The suit uses statistical arguments that experts called ‘comical.’
Mr. Paxton’s filing repeatedly cites an analysis by an economist in California that statisticians have said is nonsensical. Mr. Biden’s chances of winning the four battleground states in question, the analysis says, were “less than one in a quadrillion.”
The economist, Charles J. Cicchetti, who donated to Mr. Trump’s campaign in 2016, arrived at the minuscule probability by purporting to use the results of the 2016 election as a backstop. His flawed reasoning was this: If Mr. Biden had received the same number of votes as Hillary Clinton did in 2016, he wrote, a victory would have been all but impossible.
But Mr. Biden, of course, did not receive the same number of votes as Mrs. Clinton; he received over 15 million more. Nor would any candidate be expected to receive the same number of votes as a previous candidate.
That one-in-a-quadrillion figure has echoed across social media and was promoted by the White House press secretary. But an array of experts have said that the figure and Mr. Cicchetti’s analysis are easily refutable.
Stephen Ansolabehere, a professor of government at Harvard University who runs its election data archive, called this analysis “comical.”
The analysis omitted a number of obvious, relevant facts, he said: “the context of the elections are different, that a Covid pandemic is going on, that people reach different conclusions about the administration, that Biden and Clinton are different candidates.”
By the same logic and formula, if Mr.
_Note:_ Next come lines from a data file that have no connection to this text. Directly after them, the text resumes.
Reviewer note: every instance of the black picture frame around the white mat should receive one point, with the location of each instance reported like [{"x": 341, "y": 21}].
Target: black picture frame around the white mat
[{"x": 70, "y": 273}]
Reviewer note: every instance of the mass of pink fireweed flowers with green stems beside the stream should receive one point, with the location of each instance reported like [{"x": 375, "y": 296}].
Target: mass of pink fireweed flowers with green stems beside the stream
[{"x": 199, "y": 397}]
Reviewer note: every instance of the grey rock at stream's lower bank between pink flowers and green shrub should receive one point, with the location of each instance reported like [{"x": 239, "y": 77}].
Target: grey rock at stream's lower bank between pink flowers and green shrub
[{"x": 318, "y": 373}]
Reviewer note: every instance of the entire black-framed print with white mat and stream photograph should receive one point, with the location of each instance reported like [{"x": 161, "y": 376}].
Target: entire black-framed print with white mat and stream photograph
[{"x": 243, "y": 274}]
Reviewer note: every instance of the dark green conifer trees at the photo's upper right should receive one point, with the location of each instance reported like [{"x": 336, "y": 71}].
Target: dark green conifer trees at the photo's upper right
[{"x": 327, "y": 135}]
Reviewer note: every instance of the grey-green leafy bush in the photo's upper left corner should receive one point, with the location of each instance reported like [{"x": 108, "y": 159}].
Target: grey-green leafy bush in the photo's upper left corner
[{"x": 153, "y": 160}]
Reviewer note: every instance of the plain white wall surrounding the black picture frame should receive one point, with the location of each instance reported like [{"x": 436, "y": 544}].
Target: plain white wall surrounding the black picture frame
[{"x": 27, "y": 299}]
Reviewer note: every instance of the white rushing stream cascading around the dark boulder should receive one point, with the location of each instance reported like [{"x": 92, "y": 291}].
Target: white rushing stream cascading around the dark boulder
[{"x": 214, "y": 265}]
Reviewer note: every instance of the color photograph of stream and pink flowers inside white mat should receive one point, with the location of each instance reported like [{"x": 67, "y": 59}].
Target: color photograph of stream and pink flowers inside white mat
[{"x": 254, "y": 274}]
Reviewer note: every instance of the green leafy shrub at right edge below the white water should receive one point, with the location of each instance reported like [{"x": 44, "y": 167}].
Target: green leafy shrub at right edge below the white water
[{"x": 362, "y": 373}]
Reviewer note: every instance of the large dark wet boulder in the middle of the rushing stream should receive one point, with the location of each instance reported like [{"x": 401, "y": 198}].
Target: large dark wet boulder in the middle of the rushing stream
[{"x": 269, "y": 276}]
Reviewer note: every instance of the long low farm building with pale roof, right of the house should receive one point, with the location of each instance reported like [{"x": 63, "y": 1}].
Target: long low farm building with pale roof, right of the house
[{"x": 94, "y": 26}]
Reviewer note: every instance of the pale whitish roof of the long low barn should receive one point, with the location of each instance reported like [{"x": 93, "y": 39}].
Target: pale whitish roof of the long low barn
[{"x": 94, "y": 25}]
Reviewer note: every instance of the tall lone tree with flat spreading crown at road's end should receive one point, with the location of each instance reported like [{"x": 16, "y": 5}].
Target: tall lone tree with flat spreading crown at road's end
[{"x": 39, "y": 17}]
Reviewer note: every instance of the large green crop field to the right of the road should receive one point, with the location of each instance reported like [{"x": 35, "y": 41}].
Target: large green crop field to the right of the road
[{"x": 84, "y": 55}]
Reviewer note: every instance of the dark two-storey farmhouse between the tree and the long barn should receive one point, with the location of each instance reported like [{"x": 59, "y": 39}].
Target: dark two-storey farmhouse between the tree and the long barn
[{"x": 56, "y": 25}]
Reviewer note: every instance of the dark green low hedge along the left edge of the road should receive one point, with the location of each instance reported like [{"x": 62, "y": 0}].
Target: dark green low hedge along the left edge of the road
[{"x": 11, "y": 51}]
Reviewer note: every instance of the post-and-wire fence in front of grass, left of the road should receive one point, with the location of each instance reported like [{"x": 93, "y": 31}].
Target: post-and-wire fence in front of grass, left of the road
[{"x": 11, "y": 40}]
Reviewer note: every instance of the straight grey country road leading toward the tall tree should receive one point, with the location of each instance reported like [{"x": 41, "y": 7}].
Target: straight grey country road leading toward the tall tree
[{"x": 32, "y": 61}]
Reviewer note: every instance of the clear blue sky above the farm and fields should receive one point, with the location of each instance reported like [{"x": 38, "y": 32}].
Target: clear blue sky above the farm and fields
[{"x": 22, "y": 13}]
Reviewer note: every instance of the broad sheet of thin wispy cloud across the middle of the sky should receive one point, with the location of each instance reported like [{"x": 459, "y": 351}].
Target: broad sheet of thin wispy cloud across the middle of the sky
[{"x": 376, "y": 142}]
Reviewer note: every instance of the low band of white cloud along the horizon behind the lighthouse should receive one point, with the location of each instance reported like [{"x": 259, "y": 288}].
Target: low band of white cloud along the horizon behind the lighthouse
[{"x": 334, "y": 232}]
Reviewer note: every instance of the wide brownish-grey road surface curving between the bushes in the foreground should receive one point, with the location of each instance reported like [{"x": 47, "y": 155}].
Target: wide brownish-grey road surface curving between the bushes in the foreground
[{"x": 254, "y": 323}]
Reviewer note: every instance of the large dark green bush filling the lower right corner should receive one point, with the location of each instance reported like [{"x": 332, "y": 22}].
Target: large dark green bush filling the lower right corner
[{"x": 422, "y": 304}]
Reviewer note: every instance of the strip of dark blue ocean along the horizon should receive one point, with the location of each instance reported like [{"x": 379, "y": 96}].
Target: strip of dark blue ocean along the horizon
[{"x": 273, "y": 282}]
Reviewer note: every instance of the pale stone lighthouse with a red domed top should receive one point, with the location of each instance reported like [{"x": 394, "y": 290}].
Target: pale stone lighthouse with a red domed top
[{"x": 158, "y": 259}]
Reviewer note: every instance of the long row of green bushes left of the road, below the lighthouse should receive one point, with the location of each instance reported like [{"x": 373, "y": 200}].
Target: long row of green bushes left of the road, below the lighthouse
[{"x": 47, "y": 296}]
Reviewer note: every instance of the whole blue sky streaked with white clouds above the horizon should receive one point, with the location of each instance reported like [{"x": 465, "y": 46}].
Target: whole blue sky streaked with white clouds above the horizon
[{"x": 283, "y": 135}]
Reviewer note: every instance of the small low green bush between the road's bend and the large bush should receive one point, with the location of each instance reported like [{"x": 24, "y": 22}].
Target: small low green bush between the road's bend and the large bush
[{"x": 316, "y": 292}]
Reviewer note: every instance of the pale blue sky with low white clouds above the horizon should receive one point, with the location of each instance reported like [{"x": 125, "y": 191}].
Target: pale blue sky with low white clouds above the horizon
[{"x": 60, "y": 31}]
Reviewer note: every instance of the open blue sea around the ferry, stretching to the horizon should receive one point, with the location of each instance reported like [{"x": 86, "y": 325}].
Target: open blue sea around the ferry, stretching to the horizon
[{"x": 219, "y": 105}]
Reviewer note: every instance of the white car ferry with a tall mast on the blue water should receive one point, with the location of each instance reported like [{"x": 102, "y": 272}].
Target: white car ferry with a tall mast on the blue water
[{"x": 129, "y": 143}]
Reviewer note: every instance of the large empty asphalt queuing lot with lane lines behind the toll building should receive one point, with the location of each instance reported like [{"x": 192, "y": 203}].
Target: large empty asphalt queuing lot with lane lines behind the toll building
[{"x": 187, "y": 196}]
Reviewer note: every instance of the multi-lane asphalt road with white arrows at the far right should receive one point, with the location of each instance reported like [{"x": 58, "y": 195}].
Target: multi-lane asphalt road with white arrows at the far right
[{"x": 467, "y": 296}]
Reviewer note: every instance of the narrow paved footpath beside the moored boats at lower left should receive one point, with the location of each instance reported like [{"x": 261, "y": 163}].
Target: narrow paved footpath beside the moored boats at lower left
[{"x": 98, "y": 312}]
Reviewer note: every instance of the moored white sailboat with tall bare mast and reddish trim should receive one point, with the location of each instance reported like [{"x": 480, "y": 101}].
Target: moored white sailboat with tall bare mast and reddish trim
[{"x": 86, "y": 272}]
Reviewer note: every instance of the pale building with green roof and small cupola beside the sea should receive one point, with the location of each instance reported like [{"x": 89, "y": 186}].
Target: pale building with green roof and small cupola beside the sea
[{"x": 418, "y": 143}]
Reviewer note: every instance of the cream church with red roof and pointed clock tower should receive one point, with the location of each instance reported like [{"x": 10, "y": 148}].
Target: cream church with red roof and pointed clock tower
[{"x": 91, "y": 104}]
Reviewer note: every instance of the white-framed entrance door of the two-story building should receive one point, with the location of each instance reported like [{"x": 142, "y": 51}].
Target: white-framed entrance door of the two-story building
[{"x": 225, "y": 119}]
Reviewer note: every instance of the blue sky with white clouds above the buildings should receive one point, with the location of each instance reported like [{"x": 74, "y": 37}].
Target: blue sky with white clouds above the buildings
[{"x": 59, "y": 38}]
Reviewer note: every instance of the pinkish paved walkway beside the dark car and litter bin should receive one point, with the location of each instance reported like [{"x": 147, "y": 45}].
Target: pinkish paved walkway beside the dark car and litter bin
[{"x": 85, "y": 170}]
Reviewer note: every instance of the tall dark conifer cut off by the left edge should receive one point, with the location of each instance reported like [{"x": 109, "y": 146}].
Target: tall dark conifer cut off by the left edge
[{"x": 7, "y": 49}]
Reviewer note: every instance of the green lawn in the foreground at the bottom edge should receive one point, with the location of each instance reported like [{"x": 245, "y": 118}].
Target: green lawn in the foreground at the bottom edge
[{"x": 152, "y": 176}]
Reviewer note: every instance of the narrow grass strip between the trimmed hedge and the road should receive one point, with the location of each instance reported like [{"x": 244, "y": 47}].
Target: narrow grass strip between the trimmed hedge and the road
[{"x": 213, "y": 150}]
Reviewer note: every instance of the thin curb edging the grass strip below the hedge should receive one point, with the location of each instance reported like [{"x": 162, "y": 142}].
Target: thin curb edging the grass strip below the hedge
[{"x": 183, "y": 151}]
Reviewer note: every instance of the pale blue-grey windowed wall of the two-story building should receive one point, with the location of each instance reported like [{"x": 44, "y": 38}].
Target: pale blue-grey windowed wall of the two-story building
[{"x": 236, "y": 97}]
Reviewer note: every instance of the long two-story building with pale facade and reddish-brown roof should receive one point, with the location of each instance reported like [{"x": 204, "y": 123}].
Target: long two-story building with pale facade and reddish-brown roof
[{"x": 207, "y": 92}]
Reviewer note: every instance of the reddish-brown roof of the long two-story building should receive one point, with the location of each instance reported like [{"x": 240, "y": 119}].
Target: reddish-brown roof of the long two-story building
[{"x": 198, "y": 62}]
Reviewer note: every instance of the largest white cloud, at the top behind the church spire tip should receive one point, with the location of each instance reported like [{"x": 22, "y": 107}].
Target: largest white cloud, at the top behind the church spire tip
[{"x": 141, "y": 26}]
Trump had received an equal number of votes in 2020 as he did in 2016, there is also a one in a quadrillion chance that Mr. Trump in 2020 would outperform his totals in 2016, said Stephen C. Preston, a professor of mathematics at Brooklyn College. “But that doesn’t prove Trump cheated, it just shows that the numbers are different,” he said. “It’s like finding a low probability that 2 equals 3.”
Mr. Cicchetti also wrote that votes counted earlier in the process and votes counted later favored different candidates, and that there was “a one in many more quadrillions chance” that votes counted in the two time periods were coming from the same groups of voters.
But that is exactly what was expected to happen: Democrats tended to prefer voting by mail, and those ballots were counted later in the four battleground states, while Republicans tended to prefer voting in person on Election Day, and those ballots were counted earlier.
“The order and tempo of vote counting was unlike previous elections,” said Amel Ahmed, a professor of political science at the University of Massachusetts Amherst.
What Mr. Cicchetti wrote was not especially revelatory, experts agreed.
“The model is silly,” said Philip Stark, a professor of statistics at the University of California at Berkeley. “This is not science or statistics. It’s not even a good cartoon of elections.”